Directions for Herbal-infused Oils with Dried Herbs
Making an herbal-infused oil with dried herbs is similar to making an alcohol tincture with dried herbs, except that oil is used as the menstrum. Use 1 oz. of herb by weight to 4 oz. of oil by liquid measure. Place 1 oz. of freshly crushed or powdered herb by weight into a 6-oz. glass jar with a tightly fitting lid. Pour 4 oz. of cold pressed olive oil or other carrier oil of choice over the herbs in the jar. Stir the oil into them until they are thoroughly saturated, then cap tightly.
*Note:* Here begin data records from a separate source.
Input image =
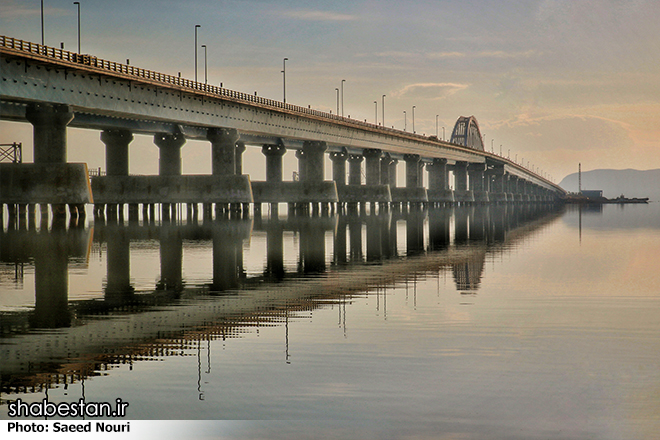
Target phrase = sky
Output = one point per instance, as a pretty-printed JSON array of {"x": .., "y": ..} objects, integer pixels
[{"x": 551, "y": 82}]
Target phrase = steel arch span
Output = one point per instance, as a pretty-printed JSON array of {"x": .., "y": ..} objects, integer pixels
[{"x": 466, "y": 132}]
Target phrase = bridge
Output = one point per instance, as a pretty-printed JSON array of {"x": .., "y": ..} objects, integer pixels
[{"x": 53, "y": 89}]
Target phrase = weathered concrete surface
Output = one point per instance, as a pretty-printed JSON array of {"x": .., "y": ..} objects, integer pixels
[
  {"x": 412, "y": 195},
  {"x": 53, "y": 183},
  {"x": 364, "y": 193},
  {"x": 294, "y": 192},
  {"x": 440, "y": 195},
  {"x": 172, "y": 189}
]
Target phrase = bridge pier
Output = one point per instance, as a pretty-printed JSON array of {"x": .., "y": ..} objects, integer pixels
[
  {"x": 477, "y": 180},
  {"x": 274, "y": 153},
  {"x": 461, "y": 193},
  {"x": 169, "y": 164},
  {"x": 49, "y": 123},
  {"x": 439, "y": 192}
]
Bear in mind that if the herbs being infused are particularly fluffy and voluminous, such as flowers like chamomile, calendula or yarrow, you may need to use 1 part herb to 5 or 6 parts menstrum. So for every ounce of chamomile flower by weight you will use 5 or 6 oz. of oil by liquid measure. Label the jar with the date and contents. Place it on a wooden cutting board or in a shallow bowl to prevent the oil from dripping onto unwanted places. Try to shake the jar daily the agitation maximizes the release of the herbal properties into the liquid but even if you don’t shake the jar you will have a potent oil. Let the herbs steep in the oil for a minimum of 3 weeks. I like to let my oils steep for 6 weeks or longer. I often place herb-and-oil-filled jars on a jelly roll pan in the oven with the pilot light on, as the warmth helps to encourage the extraction process. After steeping, strain oil by placing a strainer lined with a thin cloth over a bowl, and pour the entire contents of the jar into the cloth-lined strainer. ow the oil to seep into the bowl, then gather the ends 6f the cloth together and squeeze out any remaining oil. The more you squeeze or press, the more oil you will end up with. However, you can expect a loss of about 20-30 percent even after thoroughly squeezing and pressing, since the dried herbs absorb a portion of the oil.